|Livestock Research for Rural Development 31 (7) 2019||Guide for preparation of papers||LRRD Newsletter||
Citation of this paper
This paper describes the potential probiotic properties of a lactic acid bacterium. The evolution from a spontaneous fermentation to a directed one is realized with selected lactic starters which give many dairy products processing various organoleptic characters. The integration of new lactic acid bacteria strains isolated from diverse ecosystems is now used to increase the duration of bio-preservation of dairy products. Moreover, some lactic acid bacteria probiotic activity is exploited to produce functional food. The aim of this study is to research of the possible probiotic and technological potential with some preventive and therapeutic characteristics of some Lactobacillus species isolated from Algerian Raw Goat Milk. The selected isolate was identified to species level as Lactobacillus plantarum (58) using API 50CH Kits. Microbiological and biotechnological techniques were used to fulfill this work. Results obtained have shown that Lactobacillus plantarum (58) can resist to acidic, basic and enzymatic stresses. So, the former strain can be considered as a probiotic. Moreover, the inhibition activity of the Lactobacillus plantarum (58) against pathogens strains (Staphylococcus aureus ATCC 25923, Escherichia coli ATCC 25921, Bacillus cereus, Pseudomonas aeruginosa, Vibrio cholerae, Listeria ivanovii ATCC 19119 and Salmonella enterica) is clearly obtained by testing these strains with the direct method. Finally, Raw Goat Milk can be defined as an ecosystem that promotes the development of a microflora with probiotic characteristics.
Keywords: antimicrobial activity, goat milk, Lactobacillus plantarum, pathogen, probiotic
Lactic acid bacteria (LAB) comprise a wide range of genera and include a considerable number of species. These bacteria are the major component of the starters used in fermentation, especially for dairy products, and some of them are also natural components of the gastrointestinal microflora. Lactobacillus is one of the most important genera of LAB (Coeuret et al 2003). During the last fifteen years, the Lactobacillus genus has evolved and contains to date more than 80 species. They are present in raw milk and dairy products such as cheeses, yoghurts and fermented milks (Coeuret et al 2003). Lactobacilli comprise a large and diverse group of gram positive, non- spore forming, catalase negative rod bacteria, able to produce lactic acid as the main end-product of the fermentation of carbohydrates (Pelinescu et al 2009; Malek et al 2013). They are considered as generally recognized as safe (GRAS) organisms and can be safely used as probiotics for medical and veterinary applications (Fuller 1989 ; Hatoum et al 2012 ; Eid et al 2016).

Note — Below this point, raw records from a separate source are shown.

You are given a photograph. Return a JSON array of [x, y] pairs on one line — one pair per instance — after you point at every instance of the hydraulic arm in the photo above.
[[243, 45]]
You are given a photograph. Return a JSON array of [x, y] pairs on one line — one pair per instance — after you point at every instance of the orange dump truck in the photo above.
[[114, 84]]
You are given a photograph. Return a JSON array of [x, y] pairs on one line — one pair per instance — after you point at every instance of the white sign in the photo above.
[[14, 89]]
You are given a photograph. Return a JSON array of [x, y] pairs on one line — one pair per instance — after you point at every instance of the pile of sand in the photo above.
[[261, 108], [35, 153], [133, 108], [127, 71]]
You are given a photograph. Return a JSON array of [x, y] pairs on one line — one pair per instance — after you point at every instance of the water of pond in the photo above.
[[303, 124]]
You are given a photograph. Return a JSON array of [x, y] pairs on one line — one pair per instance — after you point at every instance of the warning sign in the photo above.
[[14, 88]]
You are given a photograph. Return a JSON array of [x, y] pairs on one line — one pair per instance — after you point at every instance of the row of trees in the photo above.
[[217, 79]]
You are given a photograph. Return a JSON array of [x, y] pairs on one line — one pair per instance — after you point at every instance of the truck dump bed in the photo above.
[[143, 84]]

Probiotics, as defined in a FAO/WHO (2002) report, are “live microorganisms which when administered in adequate amounts confer a health benefit on the host”. Probiotics are beneficial bacteria in that they favorably alter the intestinal microflora balance, inhibit the growth of harmful bacteria, promote good digestion, boost immune function and increase resistance to infection (Helland et al 2004). Other physiological benefits of probiotics include removal of carcinogens, lowering of cholesterol, immunostimulant and allergy lowering effect, synthesis and enhancing the bioavailability of nutrients, alleviation of lactose intolerance (Parvez et al 2006). In order to exert their beneficial effect, probiotics must survive in the gastrointestinal (GI) tract, persist in the host, and prove safety for consumer (De Vries et al 2006). To survive in the gut, the organisms must be tolerant to low pH and bile toxicity prevalent in the upper digestive tract. Besides, quality assurance programs associated with research, development, production and validation of the health benefits of these bacteria require their relevant characterization and identification.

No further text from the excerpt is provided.